Interesting piece…thank God for that opium in the vaults.

I wonder how Christians who believe in ‘The Rapture’ fit in with all this? That always seemed like an escapist philosophy to me. It’s easier to believe all my problems will go away, bad people will be punished, and I’ll get beamed up to heaven. It’s funner to think that in just a few months, all this will be over and I’m going to make it.

People who worship the end, rather than the beginning, disturb the hell out of me.

– L.B. Jeffries

In response to “Identity of a Decade” from The Escapist Forum: I’m sorry, but I’m forced to disagree with this. Obviously we aren’t really looking at the 00’s retrospectively, because we’re living in them. But there will be plenty of opportunities for the children of people who are teenagers now to look back and facepalm at us. You could point to the Travolta collars, afros and tight pants of the 70s and 80s, but you could just as well point to the upturned polo shirt collars, emo fringes and… erm, tight pants of today as objects of deserving ridicule. Our 40-year old selves will look back and shake their heads at the age of Big Brother and American Idol, at the everyone-has-one-then-it’s-dead-in-two-years fads of MySpace and Facebook, and at the way we thought a War on Terrorism could possibly be a winnable thing without changing the definition of ‘terrorism’.

Trust me. We will have plenty of things from this decade to wonder why anyone thought it was a good idea in 2030.

– cheesemaster

I think a major defining characteristic of the decade, ignored by the article, is the emergence of the niche. Information is so readily available and in such abundance that people can be highly specialized in their leisure interests and find communities to support their interests. The emergence of all these niche interests has increased the breadth of pop culture exponentially. In doing so it has also served to create a culture where it’s possible to relate to one another through the referencing of pop culture artifacts alone.

– tendo82


In response to “You Are What Eats You” from The Escapist Forum: No no no no no!

Zombies are *not* “just sick people after all”. Falling into this way of thinking ruins most zombie films for you (although Dawn of the Dead could be used as a counterargument).

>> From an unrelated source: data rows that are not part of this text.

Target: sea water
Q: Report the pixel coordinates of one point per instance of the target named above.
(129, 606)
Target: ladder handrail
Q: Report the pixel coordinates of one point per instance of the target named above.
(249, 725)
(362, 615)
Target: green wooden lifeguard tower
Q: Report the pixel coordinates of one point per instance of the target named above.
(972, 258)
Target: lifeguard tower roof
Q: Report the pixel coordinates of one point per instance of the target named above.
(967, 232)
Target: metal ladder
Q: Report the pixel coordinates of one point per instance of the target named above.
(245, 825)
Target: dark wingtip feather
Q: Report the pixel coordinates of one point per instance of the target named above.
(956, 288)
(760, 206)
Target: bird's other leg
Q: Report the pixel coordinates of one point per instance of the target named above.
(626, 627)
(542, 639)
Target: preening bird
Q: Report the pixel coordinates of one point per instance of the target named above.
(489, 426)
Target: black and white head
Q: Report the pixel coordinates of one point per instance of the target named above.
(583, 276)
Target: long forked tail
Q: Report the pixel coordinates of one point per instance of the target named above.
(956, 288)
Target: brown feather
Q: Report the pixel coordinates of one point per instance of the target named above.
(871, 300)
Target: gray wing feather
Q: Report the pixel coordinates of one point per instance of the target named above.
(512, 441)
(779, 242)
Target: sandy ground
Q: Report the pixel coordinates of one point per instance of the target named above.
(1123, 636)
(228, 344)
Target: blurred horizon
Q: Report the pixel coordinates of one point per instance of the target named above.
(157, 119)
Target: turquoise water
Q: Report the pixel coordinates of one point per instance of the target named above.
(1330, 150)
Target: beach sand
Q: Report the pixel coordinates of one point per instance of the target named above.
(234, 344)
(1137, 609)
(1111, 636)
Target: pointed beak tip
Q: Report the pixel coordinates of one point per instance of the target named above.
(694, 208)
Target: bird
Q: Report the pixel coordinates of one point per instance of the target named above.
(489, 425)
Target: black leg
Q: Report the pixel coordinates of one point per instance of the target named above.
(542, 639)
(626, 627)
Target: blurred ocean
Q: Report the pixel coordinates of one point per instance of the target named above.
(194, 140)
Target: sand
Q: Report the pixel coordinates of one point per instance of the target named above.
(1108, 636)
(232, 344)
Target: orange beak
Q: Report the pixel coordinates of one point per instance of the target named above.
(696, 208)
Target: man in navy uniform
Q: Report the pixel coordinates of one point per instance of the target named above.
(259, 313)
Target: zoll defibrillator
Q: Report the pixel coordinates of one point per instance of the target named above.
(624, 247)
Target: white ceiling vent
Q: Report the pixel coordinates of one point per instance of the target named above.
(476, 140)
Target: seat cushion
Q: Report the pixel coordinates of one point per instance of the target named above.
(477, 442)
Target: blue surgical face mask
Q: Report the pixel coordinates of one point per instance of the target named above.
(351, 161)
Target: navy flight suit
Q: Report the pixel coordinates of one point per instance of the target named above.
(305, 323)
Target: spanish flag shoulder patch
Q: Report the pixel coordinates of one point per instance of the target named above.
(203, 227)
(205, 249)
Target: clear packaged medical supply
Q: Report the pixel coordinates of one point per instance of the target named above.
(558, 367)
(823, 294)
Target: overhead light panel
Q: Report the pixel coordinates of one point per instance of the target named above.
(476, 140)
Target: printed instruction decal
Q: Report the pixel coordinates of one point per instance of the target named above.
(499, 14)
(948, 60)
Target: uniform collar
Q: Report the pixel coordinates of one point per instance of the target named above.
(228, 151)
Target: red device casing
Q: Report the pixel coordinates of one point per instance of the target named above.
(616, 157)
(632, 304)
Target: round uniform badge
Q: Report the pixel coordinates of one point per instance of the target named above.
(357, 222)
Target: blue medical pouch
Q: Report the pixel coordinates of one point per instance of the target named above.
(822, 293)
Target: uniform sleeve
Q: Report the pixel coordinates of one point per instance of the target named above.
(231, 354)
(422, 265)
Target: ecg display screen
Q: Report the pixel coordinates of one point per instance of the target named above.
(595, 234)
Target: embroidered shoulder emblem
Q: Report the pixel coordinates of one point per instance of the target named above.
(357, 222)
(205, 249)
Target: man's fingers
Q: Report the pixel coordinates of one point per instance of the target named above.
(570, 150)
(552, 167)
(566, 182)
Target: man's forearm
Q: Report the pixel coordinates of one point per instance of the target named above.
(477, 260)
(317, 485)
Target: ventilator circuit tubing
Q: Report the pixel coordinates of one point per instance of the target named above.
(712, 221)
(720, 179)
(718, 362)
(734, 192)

The point of zombies is that they are irredeemably no longer human. Their humanity and consciousness has gone, and it can’t be cured. “Shoot it! That’s not your husband any more”. That makes zombies the ultimate excuse for morally acceptable indiscriminate slaughter of humanoids.

In the cheap Irish Samantha Mumba vehicle ‘Boy Eats Girl’ (spoilers ahoy!), they discover a cure towards the end of the film. Oh. That means the zombie hordes you tore to pieces with a hedge trimmer were your friends after all. Why are you smiling like it’s a happy ending.

For zombies to work as entertainment, they have to be considered incurable.

– ukslim

It’s interesting to try and understand the set of circumstances that have brought zombie lore to the peak of social consciousness. I think it’s some combination of factors: the continued fascination with the supernatural, but simultaneously the idea that scienfitic hubris may have contributed to an epidemic that strips us of our very humanity. Survival of the zombie apocalypse is both a physical and mental exercise, and the fight against them is really a fight against an enemy that is relentless, untiring, and devoid of personality. In some ways, it’s the individual struggle against the masses.

Plus, when it comes to using zombies as enemies in games, the AI is pretty simple, and the undead don’t sue for defamation.